I just bought one last summer. Its all original down to the tires, even the inertubes say All State (I changed them so I can ride it safely), great bike and glad to see another one. I think the headlight is pretty rare, every one who sees the bike always asks me about it. I hope you can find one, and get the old Higgins back to its former glory.


----------



## HIGGINSFOREVER (Jan 21, 2014)

Man that is nice,Shows up as a 1957.Whats the story were did you find that.Looks like it just came out of the box.


----------



## Boris (Jan 21, 2014)

Cam said:


> View attachment 133413




I wouldn't kick this bike out of bed for eating crackers!


----------



## Cam (Jan 21, 2014)

HIGGINSFOREVER said:


> Man that is nice,Shows up as a 1957.Whats the story were did you find that.Looks like it just came out of the box.
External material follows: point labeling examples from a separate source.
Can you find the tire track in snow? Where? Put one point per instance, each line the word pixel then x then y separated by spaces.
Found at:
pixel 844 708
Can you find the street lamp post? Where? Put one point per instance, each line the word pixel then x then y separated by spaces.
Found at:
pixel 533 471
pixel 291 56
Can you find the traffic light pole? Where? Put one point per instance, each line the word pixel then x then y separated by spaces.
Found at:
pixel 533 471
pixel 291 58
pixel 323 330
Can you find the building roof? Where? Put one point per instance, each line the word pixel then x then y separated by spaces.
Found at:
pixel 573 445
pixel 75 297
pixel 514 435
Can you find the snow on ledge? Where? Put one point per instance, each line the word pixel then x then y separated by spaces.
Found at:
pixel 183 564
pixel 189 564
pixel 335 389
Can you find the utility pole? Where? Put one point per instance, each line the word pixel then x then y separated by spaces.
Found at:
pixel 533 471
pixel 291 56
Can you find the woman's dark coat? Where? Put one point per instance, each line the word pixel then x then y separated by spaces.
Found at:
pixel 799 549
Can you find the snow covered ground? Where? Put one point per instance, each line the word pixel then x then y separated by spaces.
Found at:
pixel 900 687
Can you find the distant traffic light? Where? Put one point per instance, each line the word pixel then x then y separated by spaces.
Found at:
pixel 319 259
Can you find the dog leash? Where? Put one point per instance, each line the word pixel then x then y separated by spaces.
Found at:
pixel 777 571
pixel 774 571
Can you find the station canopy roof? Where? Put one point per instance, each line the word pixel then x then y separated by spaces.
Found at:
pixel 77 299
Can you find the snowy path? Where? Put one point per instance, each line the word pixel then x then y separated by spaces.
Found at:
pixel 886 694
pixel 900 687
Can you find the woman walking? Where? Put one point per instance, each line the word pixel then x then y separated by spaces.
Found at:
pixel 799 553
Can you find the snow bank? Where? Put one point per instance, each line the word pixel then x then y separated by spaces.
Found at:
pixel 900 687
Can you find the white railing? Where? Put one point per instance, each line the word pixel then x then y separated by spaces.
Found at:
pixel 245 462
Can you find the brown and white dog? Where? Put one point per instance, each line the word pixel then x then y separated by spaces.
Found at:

I picked this one up in Kokomo, Indiana the story was a man bought this bike after he got out of the service, rode it around a little then it set in the garage untouched for years. When I saw it I knew I had to have it. The hubs and crank were covered in grease (thank God), it saved the chrome. All I did was give her a much needed cleaning, regreasing, and a good polish. Took her for a ride and I just fell in love. Some friends of mine really want this bike but its too good I cant let her go. Here is a befor picture.


----------



## HIGGINSFOREVER (Jan 21, 2014)

That's a keeper that's for sure.


----------



## Dr. Tankenstein (Jan 21, 2014)

WOW! That is is the best example of an original I've seen to date! Yep, I found the proper light (blue one from the girl's version, just need the bezel and lens. Looking at your bike, I'm not sure my wheelset is original. That's OK, both the hubs are trashed on mine, so  I picked up a set of NOS dropcenters and building a set of 'modern' wheels. Could you do me a HUGE favor and get a close up of the script on the tank and the decal on the side of the rack? The script appears to be gold with a black shadow and the ones on the rack look to be gold as well. Can you confirm that for me?
BTW, did I say WOW! What a gorgeous bike!
Cheers,
Dr. T


Sent from my iPad using Tapatalk


----------



## Cam (Jan 22, 2014)

Here are some pictures of the tank and rack, the script looks like a silverish pewter color with a navy blue shadow. The vents on the rack are white. Let me know if this helps or if you need more pictures. The hubs are Komet Super, says made in Germany. Thats good you found the light I have never seen another, but if I do I will definatly buy it.


----------



## Dr. Tankenstein (Jan 22, 2014)

Thanks for the pics Cam! They will definitely help!
Cheers,
Dr. T


Sent from my iPad using Tapatalk


----------



## vincev (Jan 22, 2014)

Thanks for the great pics>


----------